In a small village, miles from the great cities of the Twin Kingdoms, a young boy called Errol tries to find his way in the world. He’s an outsider – he looks different from other children and has never known his father. No one, not even himself, has any knowledge of his true lineage.

Deep in the forest, Benfro, the young male dragon begins his training in the subtle arts. Like his mother, Morgwm the Green, he is destined to be a great Mage.

No one could imagine that the future of all life in the Twin Kingdoms rests in the hands of these two unlikely heroes.

But it is a destiny that will change the lives of boy and dragon forever …

James Oswald may already be known to some of you good folks out there in reader land. He writes crime fiction and I’ve heard enough good things to ensure I will be checking some of it out very soon. In the meantime however, under the pen name J D Oswald, he is embarking on his first foray into the realms of fantasy. Time to check out the opening book in The Ballad of Sir Benfro, Dreamwalker.

Born on the same day, Benfro and Errol are, on the face of it, entirely normal. Okay, Benfro is a dragon, but apart from that, entirely normal. Separated shortly after birth, their parallel lives mirror one another.  Most of the plot takes place during their formative years and the reader gets insight into how both young males are in fact far from normal and are destined to be important figures. I enjoyed the uncertainty, the naivety and innocence that exists within them both. Like all youngsters, they dream of adventure and escape, of travelling the land, but neither of them are quite ready to take that leap into the unknown. You do however, get brief glimpses of the adults that they are going to become. It’s always a delight when an author shares the gradual evolution of their characters directly with readers.

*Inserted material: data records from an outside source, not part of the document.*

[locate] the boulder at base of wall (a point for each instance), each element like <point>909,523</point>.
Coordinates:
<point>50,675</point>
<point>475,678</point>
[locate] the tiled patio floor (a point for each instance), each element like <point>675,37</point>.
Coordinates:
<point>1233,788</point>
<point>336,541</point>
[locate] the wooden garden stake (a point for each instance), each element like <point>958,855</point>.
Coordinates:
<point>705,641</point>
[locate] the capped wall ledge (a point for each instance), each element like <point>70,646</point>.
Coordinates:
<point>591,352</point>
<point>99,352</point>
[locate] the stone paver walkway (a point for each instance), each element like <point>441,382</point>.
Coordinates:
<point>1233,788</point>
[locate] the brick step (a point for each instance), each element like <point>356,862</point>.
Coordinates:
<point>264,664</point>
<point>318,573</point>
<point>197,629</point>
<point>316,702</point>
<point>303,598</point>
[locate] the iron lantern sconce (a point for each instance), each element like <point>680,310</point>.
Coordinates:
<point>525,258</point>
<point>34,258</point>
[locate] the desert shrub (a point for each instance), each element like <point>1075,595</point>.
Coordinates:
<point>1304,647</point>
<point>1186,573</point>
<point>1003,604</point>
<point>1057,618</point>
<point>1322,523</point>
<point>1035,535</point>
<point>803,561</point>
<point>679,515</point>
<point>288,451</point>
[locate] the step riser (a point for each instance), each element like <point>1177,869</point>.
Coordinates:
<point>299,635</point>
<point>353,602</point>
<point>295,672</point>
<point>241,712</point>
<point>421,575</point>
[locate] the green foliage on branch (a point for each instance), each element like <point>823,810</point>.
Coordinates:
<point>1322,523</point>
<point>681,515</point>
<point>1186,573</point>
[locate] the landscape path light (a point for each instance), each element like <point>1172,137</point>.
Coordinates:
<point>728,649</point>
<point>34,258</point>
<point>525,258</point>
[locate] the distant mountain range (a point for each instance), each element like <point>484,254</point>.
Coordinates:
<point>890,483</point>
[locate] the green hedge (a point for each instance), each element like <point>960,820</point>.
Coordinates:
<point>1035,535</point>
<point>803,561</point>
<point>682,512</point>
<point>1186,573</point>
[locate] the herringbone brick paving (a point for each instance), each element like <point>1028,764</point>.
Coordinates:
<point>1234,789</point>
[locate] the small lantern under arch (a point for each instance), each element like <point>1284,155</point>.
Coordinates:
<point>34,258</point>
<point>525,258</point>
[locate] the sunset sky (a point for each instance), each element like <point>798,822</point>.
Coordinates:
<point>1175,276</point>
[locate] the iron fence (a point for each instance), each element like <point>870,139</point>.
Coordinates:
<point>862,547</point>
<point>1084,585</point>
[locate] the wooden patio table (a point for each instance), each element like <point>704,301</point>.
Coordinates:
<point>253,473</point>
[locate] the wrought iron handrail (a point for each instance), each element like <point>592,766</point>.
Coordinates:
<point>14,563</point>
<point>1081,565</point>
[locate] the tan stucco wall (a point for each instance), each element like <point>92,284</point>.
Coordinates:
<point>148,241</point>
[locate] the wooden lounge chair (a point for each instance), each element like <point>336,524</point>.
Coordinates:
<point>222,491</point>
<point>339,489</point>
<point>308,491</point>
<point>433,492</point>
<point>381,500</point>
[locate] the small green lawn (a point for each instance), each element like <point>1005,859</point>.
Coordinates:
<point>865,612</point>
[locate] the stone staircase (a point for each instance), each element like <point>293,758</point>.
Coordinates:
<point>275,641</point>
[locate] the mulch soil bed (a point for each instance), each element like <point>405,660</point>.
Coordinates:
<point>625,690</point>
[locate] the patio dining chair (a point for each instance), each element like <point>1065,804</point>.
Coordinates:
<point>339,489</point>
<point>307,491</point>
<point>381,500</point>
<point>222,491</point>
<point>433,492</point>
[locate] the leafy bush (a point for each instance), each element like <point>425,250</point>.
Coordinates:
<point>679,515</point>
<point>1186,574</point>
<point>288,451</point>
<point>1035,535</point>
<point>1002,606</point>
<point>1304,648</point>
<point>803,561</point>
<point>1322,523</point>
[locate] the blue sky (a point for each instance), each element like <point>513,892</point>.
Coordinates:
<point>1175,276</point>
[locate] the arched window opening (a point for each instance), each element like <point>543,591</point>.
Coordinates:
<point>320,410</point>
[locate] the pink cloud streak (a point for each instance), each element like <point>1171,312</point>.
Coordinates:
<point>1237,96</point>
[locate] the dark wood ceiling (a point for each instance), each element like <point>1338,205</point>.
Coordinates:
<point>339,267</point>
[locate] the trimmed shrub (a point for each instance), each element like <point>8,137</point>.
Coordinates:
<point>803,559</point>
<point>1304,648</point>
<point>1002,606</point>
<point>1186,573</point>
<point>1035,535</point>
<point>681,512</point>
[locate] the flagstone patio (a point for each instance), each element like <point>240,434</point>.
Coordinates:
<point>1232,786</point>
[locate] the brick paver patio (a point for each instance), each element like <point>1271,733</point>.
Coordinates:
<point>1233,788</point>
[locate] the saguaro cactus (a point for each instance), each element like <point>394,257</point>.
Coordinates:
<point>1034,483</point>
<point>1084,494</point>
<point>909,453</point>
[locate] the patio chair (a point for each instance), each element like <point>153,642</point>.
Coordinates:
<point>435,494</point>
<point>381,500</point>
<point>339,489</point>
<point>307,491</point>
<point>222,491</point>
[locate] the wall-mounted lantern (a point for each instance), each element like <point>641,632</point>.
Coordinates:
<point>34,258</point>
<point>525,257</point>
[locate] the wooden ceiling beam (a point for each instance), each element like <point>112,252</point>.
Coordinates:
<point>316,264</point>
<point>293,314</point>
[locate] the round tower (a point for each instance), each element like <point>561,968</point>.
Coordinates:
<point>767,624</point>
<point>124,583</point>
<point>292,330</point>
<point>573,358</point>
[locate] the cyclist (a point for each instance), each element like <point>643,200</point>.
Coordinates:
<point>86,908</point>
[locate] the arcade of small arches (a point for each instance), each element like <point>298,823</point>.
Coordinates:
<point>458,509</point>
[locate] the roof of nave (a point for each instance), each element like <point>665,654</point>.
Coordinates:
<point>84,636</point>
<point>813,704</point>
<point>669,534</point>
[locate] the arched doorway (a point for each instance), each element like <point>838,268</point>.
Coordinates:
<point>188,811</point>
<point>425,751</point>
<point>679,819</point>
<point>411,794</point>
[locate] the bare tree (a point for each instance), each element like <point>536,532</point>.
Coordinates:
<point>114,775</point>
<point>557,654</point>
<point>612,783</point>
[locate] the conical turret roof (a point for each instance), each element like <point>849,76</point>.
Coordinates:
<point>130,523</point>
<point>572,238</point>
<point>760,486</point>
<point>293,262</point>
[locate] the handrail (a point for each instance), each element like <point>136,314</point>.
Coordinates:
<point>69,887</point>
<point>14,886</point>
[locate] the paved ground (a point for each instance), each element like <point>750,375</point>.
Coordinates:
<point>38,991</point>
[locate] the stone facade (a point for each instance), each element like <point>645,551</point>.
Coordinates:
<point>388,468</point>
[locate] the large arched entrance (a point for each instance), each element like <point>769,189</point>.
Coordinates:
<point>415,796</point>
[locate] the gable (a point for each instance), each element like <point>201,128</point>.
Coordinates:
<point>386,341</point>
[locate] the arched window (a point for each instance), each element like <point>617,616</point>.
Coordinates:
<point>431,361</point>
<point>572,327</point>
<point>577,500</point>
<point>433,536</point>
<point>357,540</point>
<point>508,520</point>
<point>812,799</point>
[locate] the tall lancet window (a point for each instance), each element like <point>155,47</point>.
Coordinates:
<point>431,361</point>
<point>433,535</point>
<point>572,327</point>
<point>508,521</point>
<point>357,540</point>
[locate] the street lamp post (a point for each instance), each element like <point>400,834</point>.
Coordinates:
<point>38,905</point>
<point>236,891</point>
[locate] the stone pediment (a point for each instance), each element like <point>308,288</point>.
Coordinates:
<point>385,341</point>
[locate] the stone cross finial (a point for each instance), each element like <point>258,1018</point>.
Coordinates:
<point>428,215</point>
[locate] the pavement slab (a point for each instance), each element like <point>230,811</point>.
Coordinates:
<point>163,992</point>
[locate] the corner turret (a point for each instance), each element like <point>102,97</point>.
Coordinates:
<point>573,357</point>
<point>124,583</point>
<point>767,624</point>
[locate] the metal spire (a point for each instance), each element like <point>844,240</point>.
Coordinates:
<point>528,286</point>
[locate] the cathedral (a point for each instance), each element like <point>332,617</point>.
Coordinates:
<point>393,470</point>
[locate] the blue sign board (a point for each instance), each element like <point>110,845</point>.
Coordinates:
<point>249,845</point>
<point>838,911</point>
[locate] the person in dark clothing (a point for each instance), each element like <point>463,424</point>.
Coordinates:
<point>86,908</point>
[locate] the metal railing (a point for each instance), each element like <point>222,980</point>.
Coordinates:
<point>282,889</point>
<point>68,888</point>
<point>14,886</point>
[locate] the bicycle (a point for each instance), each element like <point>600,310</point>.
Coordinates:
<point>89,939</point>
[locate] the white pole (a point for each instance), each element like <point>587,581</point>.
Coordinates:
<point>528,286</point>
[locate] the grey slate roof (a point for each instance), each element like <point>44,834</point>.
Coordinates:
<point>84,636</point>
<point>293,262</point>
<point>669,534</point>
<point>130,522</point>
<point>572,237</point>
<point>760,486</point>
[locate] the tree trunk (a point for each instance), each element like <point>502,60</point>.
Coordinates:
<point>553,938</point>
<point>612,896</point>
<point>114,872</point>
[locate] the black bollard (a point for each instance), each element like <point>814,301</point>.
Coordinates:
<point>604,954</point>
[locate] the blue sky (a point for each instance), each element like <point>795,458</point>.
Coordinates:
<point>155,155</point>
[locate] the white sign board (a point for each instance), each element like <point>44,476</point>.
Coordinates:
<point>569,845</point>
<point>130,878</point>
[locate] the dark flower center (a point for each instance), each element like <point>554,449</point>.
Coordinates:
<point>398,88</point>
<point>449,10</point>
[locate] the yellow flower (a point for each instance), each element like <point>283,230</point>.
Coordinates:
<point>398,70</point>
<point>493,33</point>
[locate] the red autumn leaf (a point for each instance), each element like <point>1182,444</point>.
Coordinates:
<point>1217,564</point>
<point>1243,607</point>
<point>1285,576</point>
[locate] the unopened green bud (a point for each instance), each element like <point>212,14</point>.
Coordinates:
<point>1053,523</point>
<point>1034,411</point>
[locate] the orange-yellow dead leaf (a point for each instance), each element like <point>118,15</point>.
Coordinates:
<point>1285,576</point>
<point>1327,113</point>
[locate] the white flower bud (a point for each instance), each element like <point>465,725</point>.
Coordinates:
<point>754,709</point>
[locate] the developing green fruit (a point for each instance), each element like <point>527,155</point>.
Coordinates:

Sadly Benfro and Errol’s idyllic childhoods are set to end abruptly. A military order of warriors, and their fanatical leader, have set a diabolical plan into motion. His aim? To deal with the dragon issue once and for all. Using the subtle arts and the ability to dreamwalk, the devilish Inquisitor Melyn is controlling everyone from the royal family to some of the more easily lead dragons in Benfro’s village. I felt the urge to boo him loudly every time he turned up.

One of the highlights of the novel is Oswald’s vivid depictions of the dragons and the structure of their society. Benfro lives in a magically isolated village and the author takes time to give all of the dragons who live there a genuine depth of personality. The writing also drops some tantalizing hints regarding the history of dragon kind throughout the rest of the Twin Kingdoms. The tiny village could easily be viewed as a microcosm of dragon society as a whole.

I’ll be honest, I’m a great believer in going with my gut reaction to any book. In this case my gut tells me that Dreamwalker is something a little bit special, a cut above the norm. Within a handful of pages I was completely engrossed. There are authors who write books, and then there are others who tell tales. It’s those storytellers who are my favourites, they’re the ones who really know how to craft their work. J D Oswald certainly falls squarely into this second category. Dreamwalker is a beautiful story, well told, that has a timeless quality about it. Everything a fantasy fan could ever want is woven into the warp and weft of the narrative. This is the sort of book I want to sit down and read to people on a stormy night in front of a roaring fire. I want to see the look on their faces as each and every listener becomes utterly rapt in the unfolding scenes. This is the sort of fiction that once you’ve read you feel compelled to share. A perfect beginning to what I hope proves to be a perfect series.

I don’t use this term lightly, but in this case I’m extremely happy to, I am in little doubt that Dreamwalker is destined to become a classic. Blending the traditional with the modern to create a wonderfully unique interpretation of dragon mythology, with a distinctly Welsh flavour, I have a sneaking suspicion that Benfro and Oswald are set to become firm fan favorites. I could see myself revisiting this magical little story again and again.

Dreamwalker is already available as an e-book and will be published by Penguin on 14th August. The Rose Cord and The Gold Cage, books two and three of The Ballad of Sir Benfro, will follow. Highly recommended.